Search marketers
should work with webmasters and know how to secure data that Google, Bing, Yahoo and other engines should not index. "Not for public release" often starts off as the text for pages that companies
don't want indexed, but marketers should pay more attention to locking down content behind logins that they don't want indexed by engines.
That's the basic message after talking with
Reliable-SEO Founder David Harry about the names and the Social Security numbers of 43,000 faculty, staff, students and alumni from Yale University that became publicly available via Google search for
about 10 months.
The breach occurred when a File Transfer Protocol (FTP) server where the university stored the data became searchable via Google as the result of a change to the engine's
search algorithm made in September 2010. That's when Google modified its search engine to find and index FTP servers.
There are two lines of code in a text file that effectively block the major
engines from indexing content. "You would be amazed at the stuff you can find on Google that people think is secure," Harry said, pointing to "User-agent: *" and "Disallow: /" as two lines of code that can block all robots from indexing specific
information and serving it up in search queries.

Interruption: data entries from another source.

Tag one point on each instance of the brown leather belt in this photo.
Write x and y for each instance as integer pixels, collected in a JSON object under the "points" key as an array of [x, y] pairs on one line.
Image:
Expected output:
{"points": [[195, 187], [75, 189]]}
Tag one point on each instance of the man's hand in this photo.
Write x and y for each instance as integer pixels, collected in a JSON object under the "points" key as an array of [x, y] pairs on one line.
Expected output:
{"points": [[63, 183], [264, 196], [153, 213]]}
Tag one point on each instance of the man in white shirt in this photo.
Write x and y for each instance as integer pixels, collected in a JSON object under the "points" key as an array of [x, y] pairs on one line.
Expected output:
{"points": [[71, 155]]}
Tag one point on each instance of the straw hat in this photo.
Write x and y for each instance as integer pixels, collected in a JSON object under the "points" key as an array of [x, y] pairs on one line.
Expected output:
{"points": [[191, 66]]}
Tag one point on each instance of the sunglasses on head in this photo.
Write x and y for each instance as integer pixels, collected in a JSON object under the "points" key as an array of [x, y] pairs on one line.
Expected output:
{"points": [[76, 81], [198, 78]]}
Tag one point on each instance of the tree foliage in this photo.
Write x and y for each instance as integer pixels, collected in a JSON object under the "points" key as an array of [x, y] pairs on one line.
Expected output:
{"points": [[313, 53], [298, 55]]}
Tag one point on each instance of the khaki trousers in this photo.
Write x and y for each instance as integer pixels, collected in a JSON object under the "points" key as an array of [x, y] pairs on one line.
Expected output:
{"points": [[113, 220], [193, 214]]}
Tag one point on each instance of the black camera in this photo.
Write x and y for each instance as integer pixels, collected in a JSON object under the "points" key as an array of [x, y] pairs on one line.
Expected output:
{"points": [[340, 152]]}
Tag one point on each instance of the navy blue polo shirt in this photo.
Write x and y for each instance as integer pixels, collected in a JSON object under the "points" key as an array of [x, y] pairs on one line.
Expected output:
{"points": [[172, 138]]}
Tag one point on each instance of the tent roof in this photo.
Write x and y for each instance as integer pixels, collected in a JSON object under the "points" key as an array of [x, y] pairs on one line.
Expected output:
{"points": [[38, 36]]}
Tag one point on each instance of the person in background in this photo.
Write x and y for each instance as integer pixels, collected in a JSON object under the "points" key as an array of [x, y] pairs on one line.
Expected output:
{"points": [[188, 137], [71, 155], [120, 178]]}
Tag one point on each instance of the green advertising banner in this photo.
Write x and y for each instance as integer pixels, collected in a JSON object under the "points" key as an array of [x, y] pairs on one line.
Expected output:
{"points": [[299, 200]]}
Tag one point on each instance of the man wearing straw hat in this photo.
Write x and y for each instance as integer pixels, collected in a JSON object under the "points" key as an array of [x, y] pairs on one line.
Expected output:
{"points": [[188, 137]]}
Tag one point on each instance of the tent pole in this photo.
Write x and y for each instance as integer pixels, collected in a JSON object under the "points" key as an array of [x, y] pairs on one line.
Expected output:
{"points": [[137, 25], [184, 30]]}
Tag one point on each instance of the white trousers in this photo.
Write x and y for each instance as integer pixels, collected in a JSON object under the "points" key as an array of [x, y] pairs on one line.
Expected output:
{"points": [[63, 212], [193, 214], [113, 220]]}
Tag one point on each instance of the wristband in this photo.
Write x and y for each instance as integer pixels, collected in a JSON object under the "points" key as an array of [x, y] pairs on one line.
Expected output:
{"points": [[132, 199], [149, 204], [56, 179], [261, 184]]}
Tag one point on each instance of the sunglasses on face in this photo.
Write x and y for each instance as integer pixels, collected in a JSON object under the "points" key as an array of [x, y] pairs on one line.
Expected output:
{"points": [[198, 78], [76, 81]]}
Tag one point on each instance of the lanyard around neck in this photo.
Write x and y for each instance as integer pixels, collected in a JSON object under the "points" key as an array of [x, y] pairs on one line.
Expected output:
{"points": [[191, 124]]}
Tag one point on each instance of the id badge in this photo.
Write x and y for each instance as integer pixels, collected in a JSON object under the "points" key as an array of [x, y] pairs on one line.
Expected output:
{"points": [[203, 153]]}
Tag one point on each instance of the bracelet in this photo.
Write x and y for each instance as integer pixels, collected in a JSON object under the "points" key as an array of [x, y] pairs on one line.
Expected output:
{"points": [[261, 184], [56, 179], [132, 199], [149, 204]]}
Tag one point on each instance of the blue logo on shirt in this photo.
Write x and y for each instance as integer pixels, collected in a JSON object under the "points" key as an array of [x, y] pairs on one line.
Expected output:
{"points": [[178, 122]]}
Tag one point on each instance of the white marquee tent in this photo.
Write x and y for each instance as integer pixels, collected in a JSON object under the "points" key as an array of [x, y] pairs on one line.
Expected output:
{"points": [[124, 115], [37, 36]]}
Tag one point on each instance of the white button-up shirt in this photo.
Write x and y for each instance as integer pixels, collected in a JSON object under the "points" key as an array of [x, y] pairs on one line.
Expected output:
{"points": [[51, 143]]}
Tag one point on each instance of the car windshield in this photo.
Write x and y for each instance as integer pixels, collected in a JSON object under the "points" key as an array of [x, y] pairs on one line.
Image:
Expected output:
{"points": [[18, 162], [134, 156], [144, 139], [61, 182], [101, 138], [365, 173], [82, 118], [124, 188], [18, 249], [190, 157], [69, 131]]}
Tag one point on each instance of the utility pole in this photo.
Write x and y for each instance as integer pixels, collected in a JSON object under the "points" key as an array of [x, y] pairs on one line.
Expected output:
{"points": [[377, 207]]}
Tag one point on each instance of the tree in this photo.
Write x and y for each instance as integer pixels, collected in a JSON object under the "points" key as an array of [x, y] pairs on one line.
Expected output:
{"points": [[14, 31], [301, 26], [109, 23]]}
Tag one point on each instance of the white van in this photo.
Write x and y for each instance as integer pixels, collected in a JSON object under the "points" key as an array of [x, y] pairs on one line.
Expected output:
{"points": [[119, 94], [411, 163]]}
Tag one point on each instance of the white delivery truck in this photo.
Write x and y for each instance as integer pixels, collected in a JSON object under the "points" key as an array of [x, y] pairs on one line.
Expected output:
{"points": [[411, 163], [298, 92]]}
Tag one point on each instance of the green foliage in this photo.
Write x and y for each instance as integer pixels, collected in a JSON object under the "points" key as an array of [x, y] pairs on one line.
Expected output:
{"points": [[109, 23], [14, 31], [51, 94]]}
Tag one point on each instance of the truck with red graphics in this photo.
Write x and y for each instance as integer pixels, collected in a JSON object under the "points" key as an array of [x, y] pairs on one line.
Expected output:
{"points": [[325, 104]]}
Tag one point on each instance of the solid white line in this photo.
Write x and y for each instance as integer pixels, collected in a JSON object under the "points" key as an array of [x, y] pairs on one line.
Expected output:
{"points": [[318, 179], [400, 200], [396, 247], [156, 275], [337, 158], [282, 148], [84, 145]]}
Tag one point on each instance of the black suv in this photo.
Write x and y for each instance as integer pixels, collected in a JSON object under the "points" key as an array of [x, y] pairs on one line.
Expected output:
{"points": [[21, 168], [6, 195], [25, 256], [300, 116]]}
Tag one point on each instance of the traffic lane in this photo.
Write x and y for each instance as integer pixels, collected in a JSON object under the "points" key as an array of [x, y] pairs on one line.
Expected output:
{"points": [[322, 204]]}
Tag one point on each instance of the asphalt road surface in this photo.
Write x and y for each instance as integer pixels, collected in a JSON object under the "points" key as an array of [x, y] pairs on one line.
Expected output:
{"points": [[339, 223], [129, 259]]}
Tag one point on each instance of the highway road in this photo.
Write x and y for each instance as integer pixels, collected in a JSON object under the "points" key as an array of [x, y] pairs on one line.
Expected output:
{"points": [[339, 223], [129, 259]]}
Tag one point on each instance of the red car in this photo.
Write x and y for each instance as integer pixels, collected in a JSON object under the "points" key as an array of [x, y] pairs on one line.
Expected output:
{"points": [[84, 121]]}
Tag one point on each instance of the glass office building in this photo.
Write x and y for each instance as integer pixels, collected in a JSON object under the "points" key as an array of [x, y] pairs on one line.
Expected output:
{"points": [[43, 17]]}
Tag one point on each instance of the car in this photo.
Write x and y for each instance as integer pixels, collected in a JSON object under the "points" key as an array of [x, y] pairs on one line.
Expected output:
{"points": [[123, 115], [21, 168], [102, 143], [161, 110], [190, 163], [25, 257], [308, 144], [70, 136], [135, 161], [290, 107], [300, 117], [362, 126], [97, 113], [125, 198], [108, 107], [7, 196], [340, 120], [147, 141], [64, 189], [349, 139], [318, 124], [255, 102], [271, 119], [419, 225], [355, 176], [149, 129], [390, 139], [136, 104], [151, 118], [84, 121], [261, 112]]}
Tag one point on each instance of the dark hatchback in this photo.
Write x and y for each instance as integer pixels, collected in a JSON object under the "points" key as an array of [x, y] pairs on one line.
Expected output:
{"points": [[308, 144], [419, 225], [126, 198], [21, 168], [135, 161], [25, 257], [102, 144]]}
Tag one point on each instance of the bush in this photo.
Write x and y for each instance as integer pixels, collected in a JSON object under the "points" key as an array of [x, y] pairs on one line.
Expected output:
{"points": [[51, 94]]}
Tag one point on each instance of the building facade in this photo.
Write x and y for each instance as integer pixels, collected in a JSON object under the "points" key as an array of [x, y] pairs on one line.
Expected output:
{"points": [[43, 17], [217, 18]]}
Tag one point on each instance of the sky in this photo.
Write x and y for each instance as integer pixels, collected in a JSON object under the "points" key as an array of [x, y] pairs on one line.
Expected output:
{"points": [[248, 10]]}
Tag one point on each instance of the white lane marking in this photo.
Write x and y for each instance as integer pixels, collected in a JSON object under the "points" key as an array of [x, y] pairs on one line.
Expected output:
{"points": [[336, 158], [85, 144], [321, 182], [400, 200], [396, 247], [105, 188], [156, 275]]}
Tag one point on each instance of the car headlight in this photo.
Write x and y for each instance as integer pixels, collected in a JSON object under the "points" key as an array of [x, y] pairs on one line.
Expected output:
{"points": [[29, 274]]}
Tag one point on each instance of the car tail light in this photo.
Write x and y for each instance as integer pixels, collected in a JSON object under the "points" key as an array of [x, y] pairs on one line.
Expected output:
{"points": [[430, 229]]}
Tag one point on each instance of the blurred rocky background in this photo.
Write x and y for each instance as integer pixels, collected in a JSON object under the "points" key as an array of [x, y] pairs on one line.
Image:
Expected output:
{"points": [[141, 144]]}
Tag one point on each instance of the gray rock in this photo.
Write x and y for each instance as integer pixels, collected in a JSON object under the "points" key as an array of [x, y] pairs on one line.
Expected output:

Google explains that it won't crawl or index content of pages blocked by robots.txt, but it may still index the URLs found on other pages on the
Web. As a result, the URL of the page -- and potentially, other publicly available information such as anchor text in links to the site, or the title from the Open Directory Project -- can appear in
Google search results.
In order to use a robots.txt file, marketers or webmasters need to have access to the root of the domain. For those without access to the root of a domain, restrict
access using the robots meta tag.
Robots, however, do not have to obey the code. "A nefarious type would have his spider ignore the robots, though major search engines do respect them," Harry
said. "Ultimately, data should be secured with logins."
Harry said people need to block search engines via Robots.txt with any server or pages that they don't want indexed. He said Google even
does what is known as "crawling the deep Web," where their spiders will actually fill in forms. People are too lax in blocking search engines, and this leads to hacking.